My Goal Was to Finish and Not Die




On Why A Man With Nothing To Prove Runs Himself To The Edge On Purpose

June 24, 2026

So … I ran a marathon two years ago. The BMO, here in Vancouver. And I want to tell you about my goal, because I am proud of it.

My goal was to finish and not die.

That was it. The whole plan. Not a time. Not a personal best. Not to beat anyone. Just: cross the line, and remain alive while doing so.

I am happy to report I accomplished both.

It was close, mind you. Somewhere after the thirty kilometer mark, my body began filing formal complaints. I felt like fainting, a few times. I felt like quitting, more than a few. And once or twice, somewhere in those last stretches, I genuinely felt like I might die, right there on the pavement, in front of strangers, in a numbered bib.

But I didn’t. I kept going. One foot, then the other, the way you do when stopping has somehow become harder than continuing.

And I finished.

* * *

When I got home, Sue looked at me, sweat-soaked, wrecked, barely vertical, and she said, with real feeling, “You are my hero, Richard.”

And I said, “I know.”

(A good husband would have said something humble. I said “I know.” This is why we have been married forty years, she has learned to lower the bar and I have learned to clear it.)

* * *

People ask me why. Why would a man my age, with nothing to prove and knees that have opinions now, get up before dawn and run himself to the edge of collapse on purpose?

It is a fair question. Nobody made me do it. There was no prize. There was no one chasing me. I paid money, actual money, for the privilege of suffering for several hours and then limping for a week.

And the honest answer is: because something in me needs it.

I have come to believe that a life with no hard thing in it is not actually an easier life. It is a smaller one. We think we want comfort, the soft chair, the level path, the day with nothing difficult in it. And then we get a stretch of exactly that, and something inside us goes quiet and grey and starts to wither. We were not built to coast. We were built to climb, and ache, and arrive somewhere we weren’t sure we could reach.
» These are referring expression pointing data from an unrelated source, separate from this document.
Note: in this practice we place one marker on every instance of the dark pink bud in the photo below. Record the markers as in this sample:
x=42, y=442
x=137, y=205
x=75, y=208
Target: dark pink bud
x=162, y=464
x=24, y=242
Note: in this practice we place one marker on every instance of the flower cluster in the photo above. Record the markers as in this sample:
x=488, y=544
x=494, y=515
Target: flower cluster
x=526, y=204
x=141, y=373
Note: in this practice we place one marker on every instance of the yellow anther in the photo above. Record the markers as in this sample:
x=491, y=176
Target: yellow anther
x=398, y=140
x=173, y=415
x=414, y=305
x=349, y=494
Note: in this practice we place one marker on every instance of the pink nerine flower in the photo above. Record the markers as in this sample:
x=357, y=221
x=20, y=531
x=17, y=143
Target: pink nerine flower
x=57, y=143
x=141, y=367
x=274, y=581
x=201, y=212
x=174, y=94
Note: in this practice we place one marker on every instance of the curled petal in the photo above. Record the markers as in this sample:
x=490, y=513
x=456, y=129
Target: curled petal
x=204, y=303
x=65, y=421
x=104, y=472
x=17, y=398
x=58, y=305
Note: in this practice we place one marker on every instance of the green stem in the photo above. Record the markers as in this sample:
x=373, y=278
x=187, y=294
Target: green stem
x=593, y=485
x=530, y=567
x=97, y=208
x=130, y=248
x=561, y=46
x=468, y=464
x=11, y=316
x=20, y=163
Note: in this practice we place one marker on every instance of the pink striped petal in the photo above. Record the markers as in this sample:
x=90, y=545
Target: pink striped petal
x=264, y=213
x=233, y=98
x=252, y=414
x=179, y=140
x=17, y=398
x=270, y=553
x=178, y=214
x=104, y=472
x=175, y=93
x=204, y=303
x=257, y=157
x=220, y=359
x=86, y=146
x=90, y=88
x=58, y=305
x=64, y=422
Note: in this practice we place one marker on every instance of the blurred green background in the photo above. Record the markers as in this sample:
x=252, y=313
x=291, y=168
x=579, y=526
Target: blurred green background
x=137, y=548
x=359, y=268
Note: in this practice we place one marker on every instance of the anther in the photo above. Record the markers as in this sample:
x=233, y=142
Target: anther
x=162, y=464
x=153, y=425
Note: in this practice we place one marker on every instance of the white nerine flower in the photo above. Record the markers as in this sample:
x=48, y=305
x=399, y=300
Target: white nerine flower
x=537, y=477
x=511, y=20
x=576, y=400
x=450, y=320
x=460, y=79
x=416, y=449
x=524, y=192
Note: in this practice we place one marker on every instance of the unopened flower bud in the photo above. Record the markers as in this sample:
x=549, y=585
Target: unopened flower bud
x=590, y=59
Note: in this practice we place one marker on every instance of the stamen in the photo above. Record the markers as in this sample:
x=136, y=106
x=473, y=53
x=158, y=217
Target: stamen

The marathon is just the version of that I can sign up for online. But it is the same hunger underneath every real thing, the long marriage, the raising of a child, the work you can’t do well without it costing you. We don’t grow in the soft chair. We grow at kilometer thirty-one, when every reasonable part of you wants to stop and one stubborn part says: not yet.

* * *

I will run again next year, God willing, and the knees willing, which is a separate and less reliable authority.

My goal will be the same. It is always the same now.

Finish. And not die.

And when I cross the line, wrecked and barely upright, I will come home to Sue, and she will tell me I’m her hero.

And I will say, “I know.”

Because at sixty-seven, you take the win, and you do not pretend it was nothing.